# When is it time for a bigger tank? Can I still add fish?



## Ants (Dec 6, 2012)

I have a 20 gal freshwater tank. 

I have 4 fish, all young and none bigger than 2 inches. I have a yellow lab cichlid, a damonsoni cichlid, a skinny orange algae eater, and a small species of pleco. 

I plan to eventually move to a bigger tank once these fish grow a little, but I'm really wanting to add some more fish. I'm wondering if adding fish is a bad idea or if there are some other fish that would be compatible.

Does anyone have some good guidelines to stick to in order to know when it's time for a bigger tank? Could I still add some fish, and if so what species will have the best chance of getting along with the ones I have? 

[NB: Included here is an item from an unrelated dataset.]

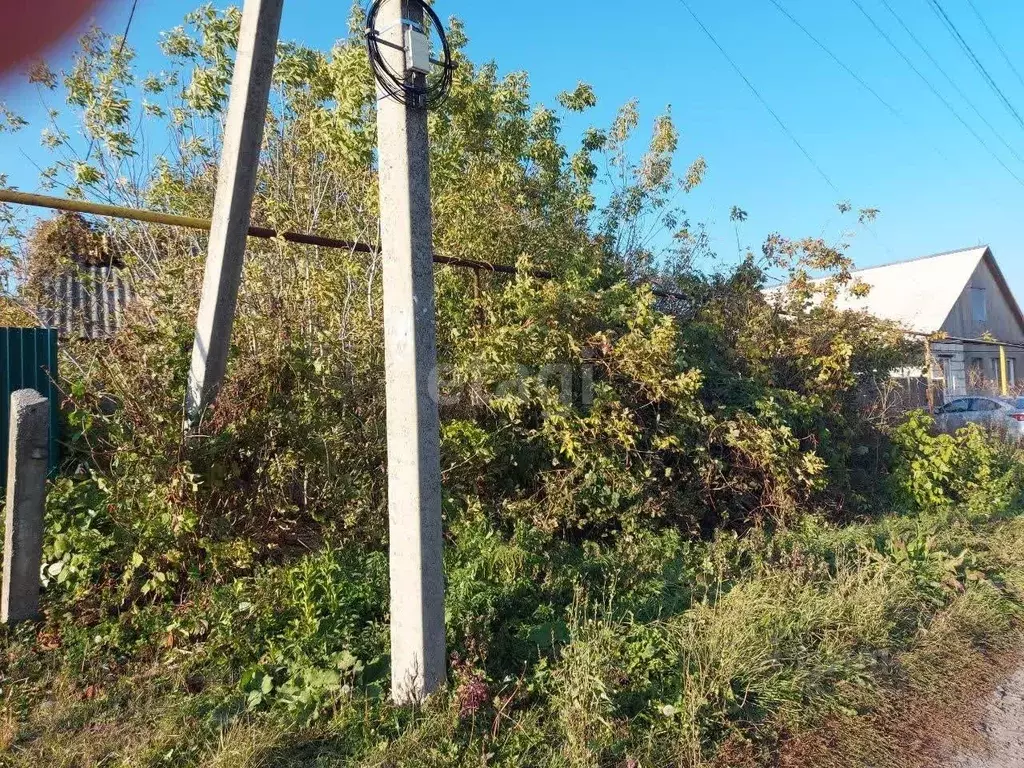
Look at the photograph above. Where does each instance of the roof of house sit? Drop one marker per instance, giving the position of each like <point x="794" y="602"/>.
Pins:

I've had my tank going for just over 6 months and the fish I have get along great. I think the two cichlids are like best friends, which is a bit unexpected from my experience in the past with others, but those were South American, maybe African's get along better, not sure.


----------



## weedkiller (Nov 18, 2012)

most cichlids grow fast, like now would be a good time for a bigger tank.
go for a tank that suits the breed you are getting and because most cichlids are territorial more so if they breed, i wouldnt over stock, probably better to understock to stop problems before they arise.
maybe worth getting a partner for each of you cichlids, i nearly brought damonsoni cichlids but my 190L wasnt going to be big enough, think a 55usgal is recommended for 1, but you may end up with 4 cichlids if you get each of your cichlids partners, or pick your favourite and sell the other.
though that is my opinion it wont be everyone elses, it is your choice abot what you would like to see for your tank, cichlids do have personality and they make a great species tank so there is no real need to add lots of variety.
if you can get them to breed they are great to watch as how they tend to their fry is amazing, they love their kids


----------



## WetWork (Dec 9, 2012)

You need to get those guys into a tank of at least 45 gallons. Yellow Lab and demasoni will get about 7 inches. Cichlids actually do better in overstocked tanks, it curbs some of the aggression. If you give them too much room they will claim territory and become aggressive. Obviously weekly water changes are necessary if you overstock


----------



## graceful.04 (Oct 30, 2012)

Very recently, I've become interested in rams. Beautiful fish. You can get regular, german blue, electric blue... anyways, they don't get too big and from what I've heard, are pretty personable.


----------